Last week, three experts from different disciplines gave an hour-long briefing on the history and background of QAnon to a group of California journalists. The virtual meeting was organized by Ethnic Media Services.
According to the panel, QAnon is a loosely organized, mostly internet-based cult that floats several conspiracies that many of its followers believe. Prominent among them is this one: the government is controlled by high-level Satanists who drink children’s blood. The idea of elites drinking blood is tied to age-old anti-Semitic myths.
The group also sees President Donald Trump as their leader, the experts say, and they envision a day when their organization takes control of the government and execute the Satanists. QAnon is also allied with other far-right and White nationalist groups.

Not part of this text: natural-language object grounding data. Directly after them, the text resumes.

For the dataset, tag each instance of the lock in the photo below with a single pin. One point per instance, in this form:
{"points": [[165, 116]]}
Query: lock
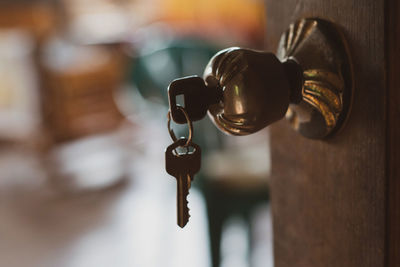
{"points": [[309, 81]]}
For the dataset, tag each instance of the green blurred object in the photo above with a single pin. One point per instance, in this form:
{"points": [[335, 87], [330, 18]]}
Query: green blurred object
{"points": [[152, 71]]}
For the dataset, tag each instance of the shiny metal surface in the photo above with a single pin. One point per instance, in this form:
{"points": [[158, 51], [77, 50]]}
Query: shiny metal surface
{"points": [[255, 90], [312, 72], [321, 51]]}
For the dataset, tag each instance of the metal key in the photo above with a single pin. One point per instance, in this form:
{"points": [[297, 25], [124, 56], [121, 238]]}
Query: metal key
{"points": [[183, 167]]}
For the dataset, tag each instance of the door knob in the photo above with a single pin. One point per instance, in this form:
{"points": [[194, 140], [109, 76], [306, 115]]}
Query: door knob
{"points": [[308, 81]]}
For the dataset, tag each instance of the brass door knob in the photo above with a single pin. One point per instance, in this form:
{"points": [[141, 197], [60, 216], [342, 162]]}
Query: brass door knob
{"points": [[256, 87], [309, 81]]}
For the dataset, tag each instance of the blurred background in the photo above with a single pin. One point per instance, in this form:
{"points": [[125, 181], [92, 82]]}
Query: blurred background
{"points": [[83, 104]]}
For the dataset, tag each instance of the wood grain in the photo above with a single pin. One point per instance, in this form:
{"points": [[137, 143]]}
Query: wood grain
{"points": [[393, 132], [329, 197]]}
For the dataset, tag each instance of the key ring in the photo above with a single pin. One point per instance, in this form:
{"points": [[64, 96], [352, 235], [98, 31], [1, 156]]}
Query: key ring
{"points": [[189, 122]]}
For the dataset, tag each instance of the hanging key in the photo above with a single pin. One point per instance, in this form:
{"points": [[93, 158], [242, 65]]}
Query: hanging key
{"points": [[196, 95], [183, 166]]}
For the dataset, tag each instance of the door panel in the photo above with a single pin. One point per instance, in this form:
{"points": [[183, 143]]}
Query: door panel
{"points": [[329, 197]]}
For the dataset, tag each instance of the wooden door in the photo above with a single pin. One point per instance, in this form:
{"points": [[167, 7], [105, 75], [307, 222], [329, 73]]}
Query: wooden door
{"points": [[336, 202]]}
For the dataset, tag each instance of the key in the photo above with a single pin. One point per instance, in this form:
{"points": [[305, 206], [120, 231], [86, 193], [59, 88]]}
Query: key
{"points": [[197, 98], [183, 167]]}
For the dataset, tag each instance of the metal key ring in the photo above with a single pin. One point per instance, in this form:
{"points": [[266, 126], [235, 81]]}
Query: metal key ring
{"points": [[189, 122]]}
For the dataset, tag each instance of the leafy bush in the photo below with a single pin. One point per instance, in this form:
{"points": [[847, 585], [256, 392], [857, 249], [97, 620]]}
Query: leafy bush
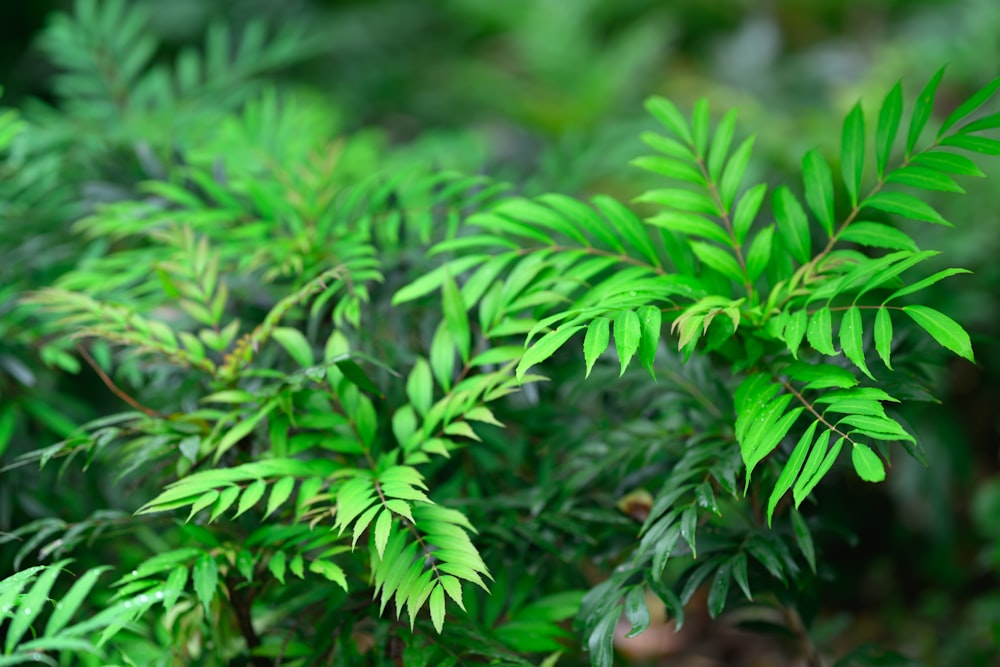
{"points": [[331, 354]]}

Meili Criezis, program associate at Polarization and Extremism Research Innovation Lab (PERIL) at American University in Washington, D.C., says QAnon grew out of a debunked conspiracy theory about pedophiles and former first lady and Secretary of State Hillary Clinton. The conspiracy theory alleged that one of Clinton’s staffers was a member of a group of pedophiles who kept children in the basement of a Washington, D.C. pizzeria. An armed listener of Right-wing talk radio host Alex Jones’s “InfoWars” stormed the restaurant to rescue the children only to find the business did not have a basement. He was arrested and jailed after shooting up the building.
But the myth of pedophiles in Washington preying on children continue to spread on the Internet, especially on YouTube. QAnon is an outgrowth of those misinformation campaigns.